Aylar önce, kredi artış oranının 2013'te yüzde 15'i geçmesinin istenmediği ilan edilmişti. Ana gerekçe, daha yüksek bir kredi artış oranının finansal istikrar için tehdit oluşturmasıydı. Ayrıca cari işlemler dengesini bozucu etkisi vardı. Bu yolla da finansal istikrarı bozma potansiyeli vardı. Bize bunlar söylenmişti. Hatta yılın ilk aylarında Merkez Bankası kredi artış oranındaki ivmelenmeye dikkat çekmiş ve bu ivmelenmeyi durdurmak amacıyla zorunlu karşılık oranlarını yükseltmişti. Daha sonra, muhtemelen ekonomik büyümenin istenilen ölçüye ulaşmadığı anlaşıldığı için, yüzde 15 üst sınırı arka plana itildi. Bunun bir hedef değil, referans düzeyi olduğu söylendi. Aradaki farkın ne anlama geldiği bir tarafa, mesaj açıktı: Kredi artış oranının yükselmesine izin verilecekti.
Elimizde en son mayıs ortasına ilişkin veriler var. Merkez Bankası'nın yaptığı gibi kur gelişmelerinden arındırarak haftalık kredi verilerine (haftalık artış oranlarının on üç haftalık ortalamasının yıllıklandırılmış haline) bakınca durum şöyle: Yılbaşından bu yana haftalık verilerdeki ortalama yıllık artış oranı yüzde 23. Üstelik son aylarda bu artış oranı daha da yükseliyor. Mesela son beş haftada ortalama yüzde 26.5'e ulaşmış durumda. Kredi artışında belirgin bir ivmelenme olduğu açık.
Peki, özel tüketim harcamaları nasıl gelişiyor? Buna yanıt vermek zor. İlk çeyreğe ilişkin GSYH verileri iki hafta sonra açıklanacak. Kaldı ki, ilk çeyrekte, geçen yılın en kötüsü olan dördüncü çeyreğe kıyasla sınırlı bir toparlanma göreceğiz büyüme oranında. Sözünü ettiğim faiz ve kredi politikası daha çok ikinci çeyreği ve yılın kalanını etkileyecek. Yine de pazartesi günü açıklanan mayıs ayı kapasite kullanım oranı (KKO) bir fikir verebilir.

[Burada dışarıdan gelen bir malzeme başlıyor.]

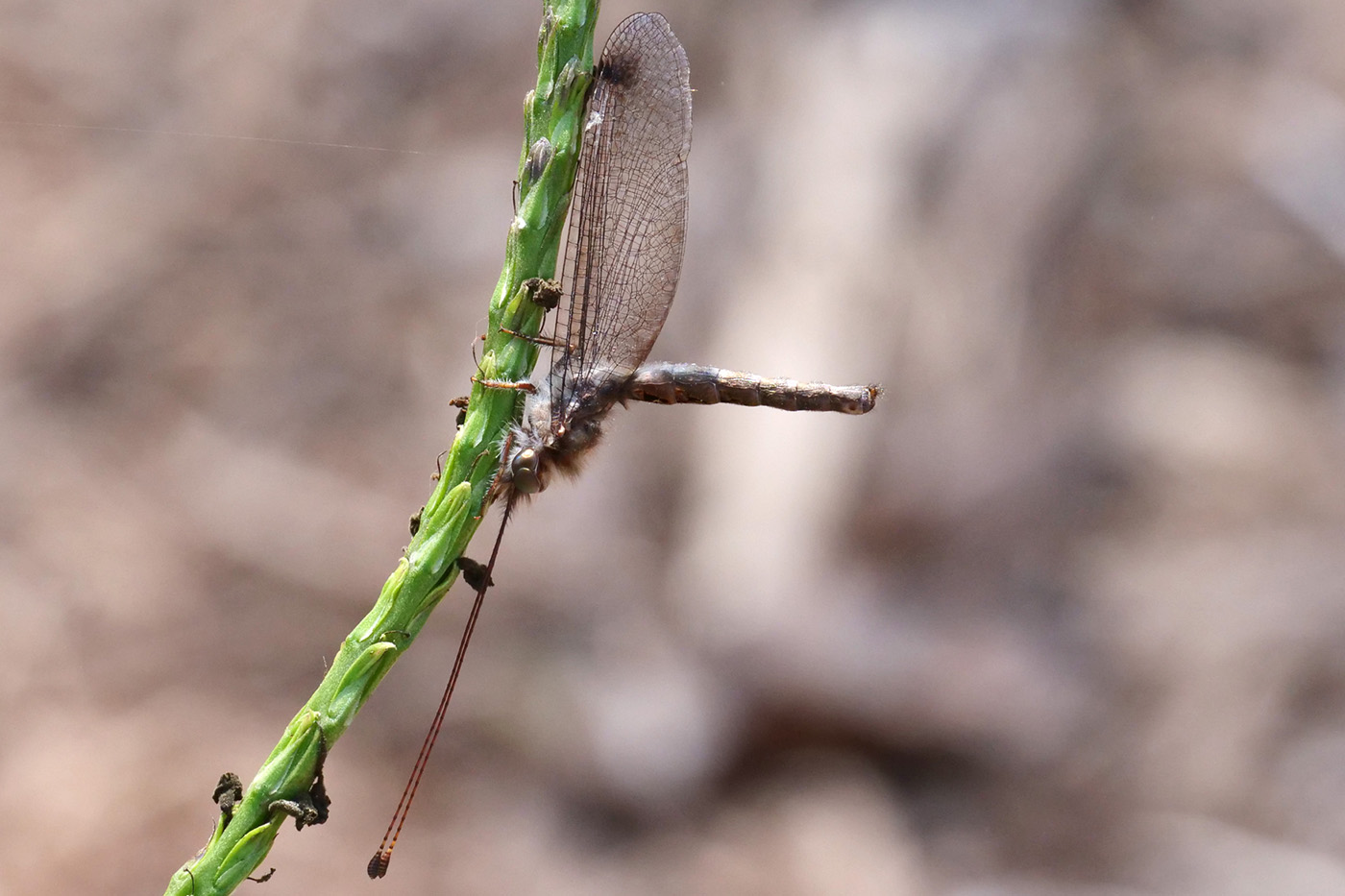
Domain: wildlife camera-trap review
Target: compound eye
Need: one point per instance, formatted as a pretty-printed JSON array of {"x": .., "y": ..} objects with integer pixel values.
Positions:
[{"x": 524, "y": 472}]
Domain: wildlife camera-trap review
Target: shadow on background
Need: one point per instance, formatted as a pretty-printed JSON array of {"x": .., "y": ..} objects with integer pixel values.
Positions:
[{"x": 1064, "y": 615}]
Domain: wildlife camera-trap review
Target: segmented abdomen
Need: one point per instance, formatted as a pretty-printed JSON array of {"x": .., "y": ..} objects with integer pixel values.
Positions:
[{"x": 674, "y": 383}]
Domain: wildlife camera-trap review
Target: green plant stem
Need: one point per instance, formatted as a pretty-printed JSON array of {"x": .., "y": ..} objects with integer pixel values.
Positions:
[{"x": 554, "y": 110}]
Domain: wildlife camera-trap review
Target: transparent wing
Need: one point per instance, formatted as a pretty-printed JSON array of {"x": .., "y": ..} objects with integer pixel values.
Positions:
[{"x": 628, "y": 215}]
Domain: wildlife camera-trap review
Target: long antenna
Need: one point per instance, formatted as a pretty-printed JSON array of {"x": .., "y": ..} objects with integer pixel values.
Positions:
[{"x": 379, "y": 864}]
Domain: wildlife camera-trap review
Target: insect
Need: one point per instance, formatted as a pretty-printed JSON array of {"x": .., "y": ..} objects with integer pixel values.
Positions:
[{"x": 625, "y": 237}]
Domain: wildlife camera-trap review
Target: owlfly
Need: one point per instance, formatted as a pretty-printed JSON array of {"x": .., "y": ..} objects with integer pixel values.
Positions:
[{"x": 627, "y": 229}]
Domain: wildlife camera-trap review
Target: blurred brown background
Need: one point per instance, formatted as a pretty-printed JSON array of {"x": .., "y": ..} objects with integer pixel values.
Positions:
[{"x": 1065, "y": 615}]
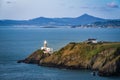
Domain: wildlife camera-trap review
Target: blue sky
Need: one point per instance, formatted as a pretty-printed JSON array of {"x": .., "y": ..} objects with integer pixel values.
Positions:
[{"x": 28, "y": 9}]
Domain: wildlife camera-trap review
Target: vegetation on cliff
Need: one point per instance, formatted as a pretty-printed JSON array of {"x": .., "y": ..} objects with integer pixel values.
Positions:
[{"x": 103, "y": 57}]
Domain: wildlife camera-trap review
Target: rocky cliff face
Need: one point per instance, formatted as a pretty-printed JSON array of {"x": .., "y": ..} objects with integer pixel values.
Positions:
[{"x": 105, "y": 58}]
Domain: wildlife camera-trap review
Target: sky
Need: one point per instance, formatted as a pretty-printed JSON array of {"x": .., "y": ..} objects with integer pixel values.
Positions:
[{"x": 28, "y": 9}]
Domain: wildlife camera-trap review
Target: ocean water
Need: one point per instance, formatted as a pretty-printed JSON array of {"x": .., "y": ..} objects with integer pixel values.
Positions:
[{"x": 18, "y": 43}]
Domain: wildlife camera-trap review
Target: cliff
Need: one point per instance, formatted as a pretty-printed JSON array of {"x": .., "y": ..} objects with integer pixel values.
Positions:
[{"x": 105, "y": 57}]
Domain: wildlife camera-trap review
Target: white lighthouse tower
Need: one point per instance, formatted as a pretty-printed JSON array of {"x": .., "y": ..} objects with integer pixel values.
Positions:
[{"x": 46, "y": 48}]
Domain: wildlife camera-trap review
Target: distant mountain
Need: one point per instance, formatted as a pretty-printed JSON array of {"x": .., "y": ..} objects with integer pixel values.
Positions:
[{"x": 42, "y": 21}]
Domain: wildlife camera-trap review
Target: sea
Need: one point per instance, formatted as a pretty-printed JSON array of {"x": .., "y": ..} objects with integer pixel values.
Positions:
[{"x": 18, "y": 43}]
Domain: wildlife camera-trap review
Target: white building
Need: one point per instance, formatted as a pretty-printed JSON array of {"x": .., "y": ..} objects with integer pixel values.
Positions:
[
  {"x": 46, "y": 49},
  {"x": 92, "y": 40}
]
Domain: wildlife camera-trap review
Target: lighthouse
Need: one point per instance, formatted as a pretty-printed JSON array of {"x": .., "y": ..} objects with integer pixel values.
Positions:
[
  {"x": 46, "y": 49},
  {"x": 45, "y": 44}
]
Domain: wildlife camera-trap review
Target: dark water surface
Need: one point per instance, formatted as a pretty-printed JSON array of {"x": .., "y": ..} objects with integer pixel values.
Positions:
[{"x": 16, "y": 44}]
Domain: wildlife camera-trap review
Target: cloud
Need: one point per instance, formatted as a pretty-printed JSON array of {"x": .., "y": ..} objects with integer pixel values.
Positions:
[{"x": 112, "y": 5}]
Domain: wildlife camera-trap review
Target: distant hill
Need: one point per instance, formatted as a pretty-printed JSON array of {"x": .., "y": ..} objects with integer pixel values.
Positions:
[{"x": 42, "y": 21}]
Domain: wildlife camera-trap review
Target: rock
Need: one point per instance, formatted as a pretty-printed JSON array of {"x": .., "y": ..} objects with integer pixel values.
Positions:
[{"x": 105, "y": 58}]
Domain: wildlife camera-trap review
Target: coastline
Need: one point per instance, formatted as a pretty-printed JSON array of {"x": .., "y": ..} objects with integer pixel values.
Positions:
[{"x": 100, "y": 61}]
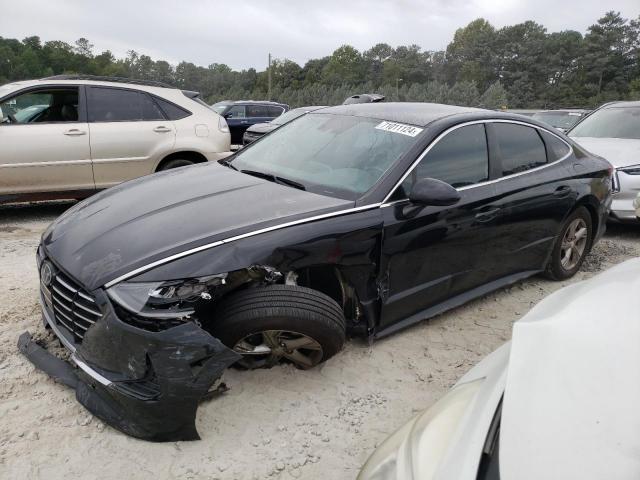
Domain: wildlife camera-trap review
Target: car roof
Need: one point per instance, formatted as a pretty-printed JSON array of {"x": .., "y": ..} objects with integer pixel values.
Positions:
[
  {"x": 420, "y": 114},
  {"x": 250, "y": 102}
]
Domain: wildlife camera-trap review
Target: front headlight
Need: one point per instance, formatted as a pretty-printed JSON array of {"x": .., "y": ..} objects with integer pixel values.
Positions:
[
  {"x": 170, "y": 300},
  {"x": 415, "y": 451}
]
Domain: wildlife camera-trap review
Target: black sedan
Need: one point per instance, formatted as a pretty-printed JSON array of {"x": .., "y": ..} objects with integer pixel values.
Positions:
[{"x": 359, "y": 219}]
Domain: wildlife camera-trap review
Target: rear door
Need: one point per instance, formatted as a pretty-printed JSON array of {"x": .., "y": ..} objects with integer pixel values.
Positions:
[
  {"x": 536, "y": 193},
  {"x": 129, "y": 134},
  {"x": 45, "y": 146},
  {"x": 431, "y": 254}
]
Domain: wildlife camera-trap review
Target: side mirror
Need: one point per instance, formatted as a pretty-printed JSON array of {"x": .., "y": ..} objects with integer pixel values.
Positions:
[{"x": 432, "y": 192}]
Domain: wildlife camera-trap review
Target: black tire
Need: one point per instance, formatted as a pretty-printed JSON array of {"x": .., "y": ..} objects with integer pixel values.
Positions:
[
  {"x": 555, "y": 270},
  {"x": 175, "y": 163},
  {"x": 279, "y": 308}
]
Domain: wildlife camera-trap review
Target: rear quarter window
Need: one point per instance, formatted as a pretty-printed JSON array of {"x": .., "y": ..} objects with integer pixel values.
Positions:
[
  {"x": 172, "y": 111},
  {"x": 556, "y": 148},
  {"x": 521, "y": 148}
]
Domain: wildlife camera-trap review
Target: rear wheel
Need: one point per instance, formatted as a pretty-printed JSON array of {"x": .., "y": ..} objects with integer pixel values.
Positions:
[
  {"x": 572, "y": 245},
  {"x": 267, "y": 325},
  {"x": 175, "y": 163}
]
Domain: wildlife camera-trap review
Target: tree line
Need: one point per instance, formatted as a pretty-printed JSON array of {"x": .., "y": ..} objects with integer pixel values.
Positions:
[{"x": 517, "y": 66}]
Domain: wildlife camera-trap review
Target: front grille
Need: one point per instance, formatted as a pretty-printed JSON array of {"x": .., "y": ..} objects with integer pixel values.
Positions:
[{"x": 73, "y": 307}]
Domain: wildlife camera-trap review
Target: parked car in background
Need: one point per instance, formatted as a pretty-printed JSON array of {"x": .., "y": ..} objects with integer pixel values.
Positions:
[
  {"x": 525, "y": 112},
  {"x": 563, "y": 120},
  {"x": 613, "y": 132},
  {"x": 559, "y": 402},
  {"x": 68, "y": 136},
  {"x": 242, "y": 114},
  {"x": 259, "y": 129},
  {"x": 364, "y": 98},
  {"x": 357, "y": 218}
]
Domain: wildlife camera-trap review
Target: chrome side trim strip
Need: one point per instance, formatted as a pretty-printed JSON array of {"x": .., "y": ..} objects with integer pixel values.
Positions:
[
  {"x": 488, "y": 182},
  {"x": 186, "y": 253}
]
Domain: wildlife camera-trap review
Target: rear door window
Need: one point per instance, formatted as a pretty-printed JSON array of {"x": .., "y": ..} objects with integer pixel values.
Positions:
[
  {"x": 521, "y": 148},
  {"x": 172, "y": 111},
  {"x": 460, "y": 159},
  {"x": 120, "y": 105},
  {"x": 237, "y": 111}
]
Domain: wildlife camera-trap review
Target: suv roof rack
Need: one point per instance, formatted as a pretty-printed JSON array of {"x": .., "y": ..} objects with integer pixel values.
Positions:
[{"x": 97, "y": 78}]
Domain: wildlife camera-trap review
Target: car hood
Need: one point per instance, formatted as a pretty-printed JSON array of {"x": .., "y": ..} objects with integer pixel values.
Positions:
[
  {"x": 571, "y": 401},
  {"x": 262, "y": 127},
  {"x": 151, "y": 218},
  {"x": 620, "y": 152}
]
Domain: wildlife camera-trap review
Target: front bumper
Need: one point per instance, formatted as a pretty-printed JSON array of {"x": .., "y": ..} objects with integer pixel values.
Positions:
[{"x": 145, "y": 384}]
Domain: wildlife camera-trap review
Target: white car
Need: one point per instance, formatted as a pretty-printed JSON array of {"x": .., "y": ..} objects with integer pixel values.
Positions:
[
  {"x": 613, "y": 132},
  {"x": 68, "y": 136},
  {"x": 559, "y": 402}
]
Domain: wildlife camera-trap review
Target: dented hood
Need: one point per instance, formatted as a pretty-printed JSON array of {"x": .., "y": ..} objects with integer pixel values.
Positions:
[
  {"x": 571, "y": 401},
  {"x": 157, "y": 216}
]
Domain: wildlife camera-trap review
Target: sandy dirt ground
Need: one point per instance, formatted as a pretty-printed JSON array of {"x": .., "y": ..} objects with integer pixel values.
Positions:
[{"x": 280, "y": 423}]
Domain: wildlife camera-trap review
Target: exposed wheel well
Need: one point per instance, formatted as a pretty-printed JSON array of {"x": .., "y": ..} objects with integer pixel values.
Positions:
[{"x": 195, "y": 157}]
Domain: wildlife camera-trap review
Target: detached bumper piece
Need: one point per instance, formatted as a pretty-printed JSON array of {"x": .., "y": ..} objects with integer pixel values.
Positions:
[{"x": 160, "y": 407}]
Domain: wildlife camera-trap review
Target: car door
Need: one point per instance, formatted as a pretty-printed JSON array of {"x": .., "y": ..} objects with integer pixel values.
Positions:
[
  {"x": 44, "y": 145},
  {"x": 237, "y": 121},
  {"x": 430, "y": 254},
  {"x": 536, "y": 192},
  {"x": 129, "y": 134}
]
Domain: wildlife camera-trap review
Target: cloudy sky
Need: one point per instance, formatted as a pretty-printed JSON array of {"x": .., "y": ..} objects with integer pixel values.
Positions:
[{"x": 240, "y": 33}]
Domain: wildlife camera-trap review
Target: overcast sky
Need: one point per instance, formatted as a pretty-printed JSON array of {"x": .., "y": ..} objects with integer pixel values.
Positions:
[{"x": 240, "y": 33}]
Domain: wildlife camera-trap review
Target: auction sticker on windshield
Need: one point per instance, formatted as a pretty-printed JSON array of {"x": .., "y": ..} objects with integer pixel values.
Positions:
[{"x": 408, "y": 130}]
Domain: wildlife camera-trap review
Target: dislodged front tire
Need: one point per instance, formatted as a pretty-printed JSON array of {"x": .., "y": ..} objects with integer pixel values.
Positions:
[
  {"x": 572, "y": 245},
  {"x": 280, "y": 322},
  {"x": 175, "y": 163}
]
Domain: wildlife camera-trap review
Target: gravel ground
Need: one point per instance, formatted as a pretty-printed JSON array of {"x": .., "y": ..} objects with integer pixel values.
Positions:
[{"x": 280, "y": 423}]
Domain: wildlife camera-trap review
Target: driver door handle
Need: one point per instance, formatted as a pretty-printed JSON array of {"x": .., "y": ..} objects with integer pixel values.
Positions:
[{"x": 74, "y": 132}]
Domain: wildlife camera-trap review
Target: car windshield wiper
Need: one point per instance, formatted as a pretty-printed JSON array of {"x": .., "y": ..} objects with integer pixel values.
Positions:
[
  {"x": 275, "y": 179},
  {"x": 227, "y": 163}
]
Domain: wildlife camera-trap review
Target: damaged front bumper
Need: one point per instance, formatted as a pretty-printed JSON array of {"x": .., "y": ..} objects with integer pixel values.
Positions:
[{"x": 145, "y": 384}]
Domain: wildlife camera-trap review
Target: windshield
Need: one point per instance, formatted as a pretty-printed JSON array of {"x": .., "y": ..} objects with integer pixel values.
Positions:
[
  {"x": 335, "y": 155},
  {"x": 564, "y": 120},
  {"x": 610, "y": 122}
]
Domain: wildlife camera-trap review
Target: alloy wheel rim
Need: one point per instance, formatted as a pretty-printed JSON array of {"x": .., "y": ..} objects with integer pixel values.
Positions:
[
  {"x": 574, "y": 244},
  {"x": 269, "y": 347}
]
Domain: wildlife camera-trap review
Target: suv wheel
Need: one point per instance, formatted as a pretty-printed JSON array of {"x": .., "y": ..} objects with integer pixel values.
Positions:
[{"x": 277, "y": 323}]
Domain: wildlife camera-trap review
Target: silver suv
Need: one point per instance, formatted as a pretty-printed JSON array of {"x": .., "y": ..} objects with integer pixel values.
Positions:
[{"x": 68, "y": 136}]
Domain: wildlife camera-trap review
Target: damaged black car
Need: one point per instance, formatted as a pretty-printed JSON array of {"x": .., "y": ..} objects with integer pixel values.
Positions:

KKO'da Mayıs 2012'ye kıyasla yüzde 0.1 oranında artış var. Çok sınırlı bir iyileşme gibi görünebilir. Ancak Şubat 2012'den bu yana ilk defa arttı KKO. Bu, olumlu bir gelişme. Üstelik sadece bir aylık bir gelişme gibi de değil olumlu yöndeki bu hareketlenme: Bu yılın başından itibaren bir yıl önceki kapasite kullanım oranı ile bu yılki arasındaki fark giderek azalıyordu. Dolayısıyla, ikinci çeyrekte sanayi üretiminde toparlanma emaresi daha kuvvetli görünüyor. Tüketimin de paralel bir seyir izlediği belirtilebilir hem bu gelişme hem de yukarıdaki tartışma çerçevesinde.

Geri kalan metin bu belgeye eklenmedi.